I tried many times to clean-build but still getting same.

Would like to connect with you in person
reach me at casca.developer@gmail.com

I believe by this time you might have resolved the issue you were facing.
We are facing issue with making the parameter readonly. Can you suggest any way for it.

@Casca_Developer
You can do this by changing flag of that parameter.

Than you so much for your reply. Could you please help me understand where to change the flag of the parameter. I mean how?

which parameter you want to make readonly?

We wanted to make max altitude, max range and max cruising speed to be fixed by OEM and read only.

@Casca_Developer
You have to change code to set parameters readonly, read code and search parameter you want to set readonly then use AP_GROUPINFO_FLAGS() group and AP_PARAM_FLAG_INTERNAL_USE_ONLY flag to set parameter in readonly mode.
for eg.

AP_GROUPINFO_FLAGS("ALT_MAX", 3, AC_Fence, _alt_max, AC_FENCE_ALT_MAX_DEFAULT,AP_PARAM_FLAG_INTERNAL_USE_ONLY)

AP_GROUPINFO_FLAGS("RADIUS",      4,  AC_Fence,   _circle_radius, AC_FENCE_CIRCLE_RADIUS_DEFAULT,AP_PARAM_FLAG_INTERNAL_USE_ONLY)

Hi @gbharath, How did you solve this problem?
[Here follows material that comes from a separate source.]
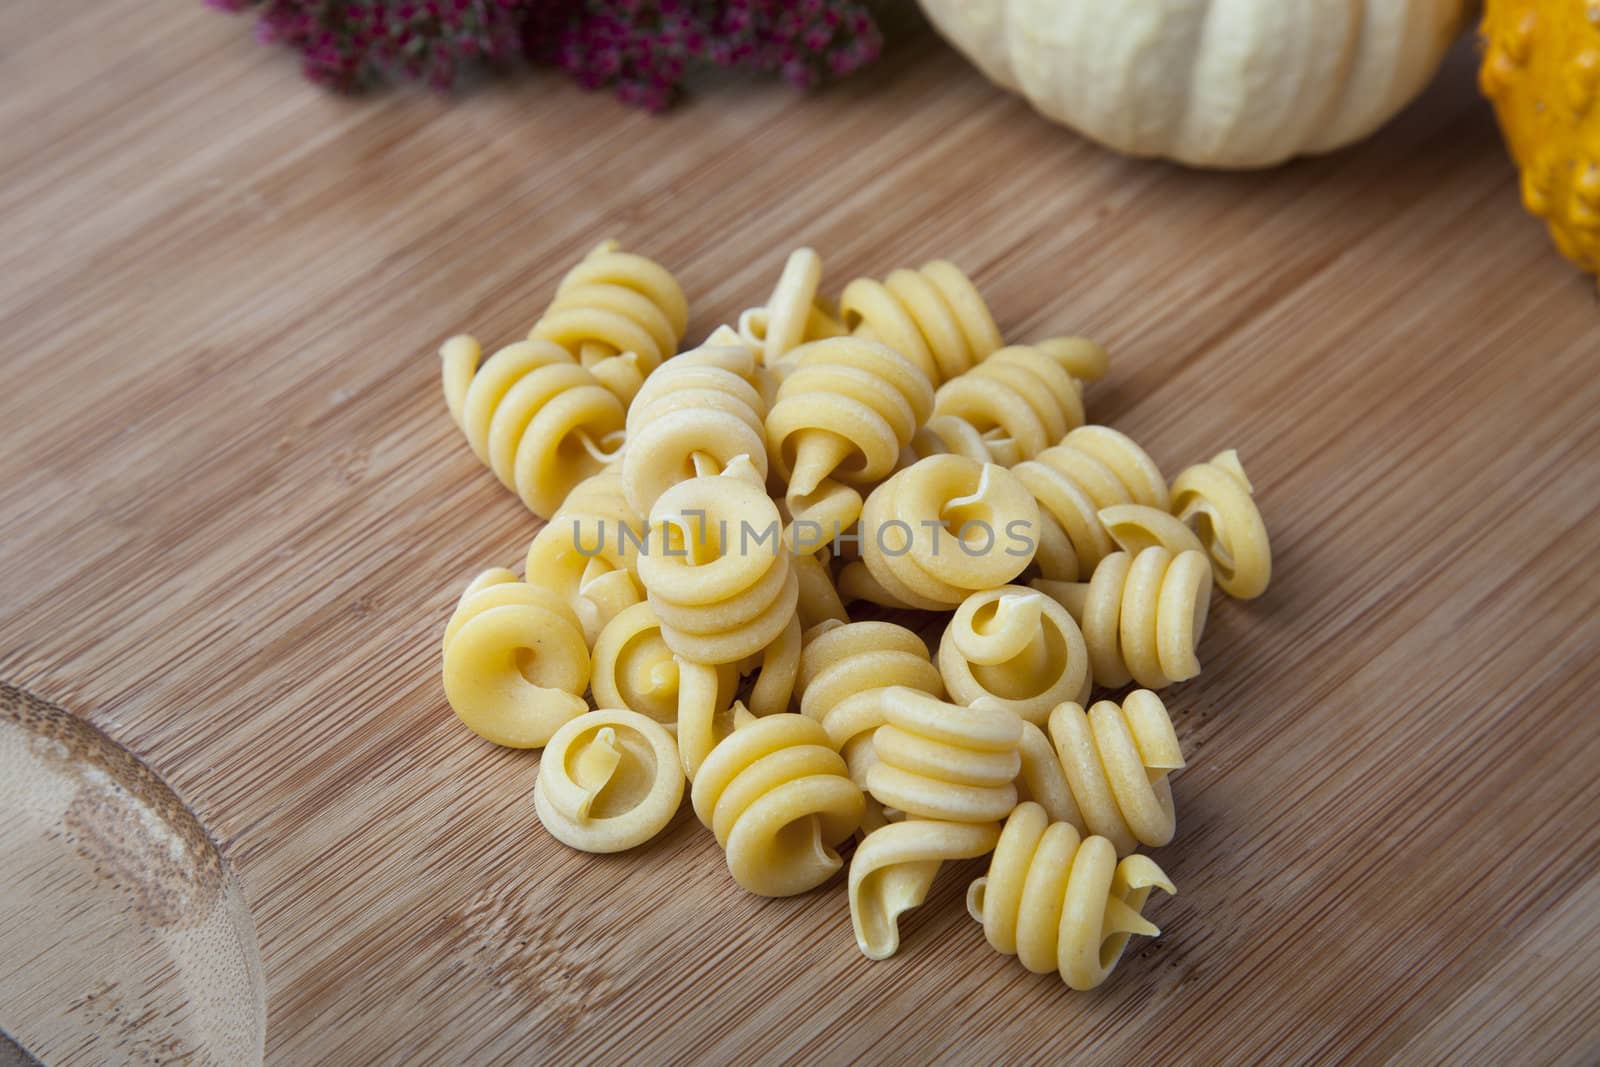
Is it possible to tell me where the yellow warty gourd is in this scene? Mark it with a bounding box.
[1481,0,1600,279]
Can you please help.

hi @Manish , Can you please help me with the location of file where I need to change this.

The code is at GitHub - ArduPilot/ardupilot: ArduPlane, ArduCopter, ArduRover, ArduSub source and once you load it in vs code, you can use the search function.

Were you able to find a solution? Looks like I am stuck at the same place. After creating a signed firmware, use the APJ tool to embed default params and then again sign the same .apj file the bootloader does not let this new firmware run on the autopilot.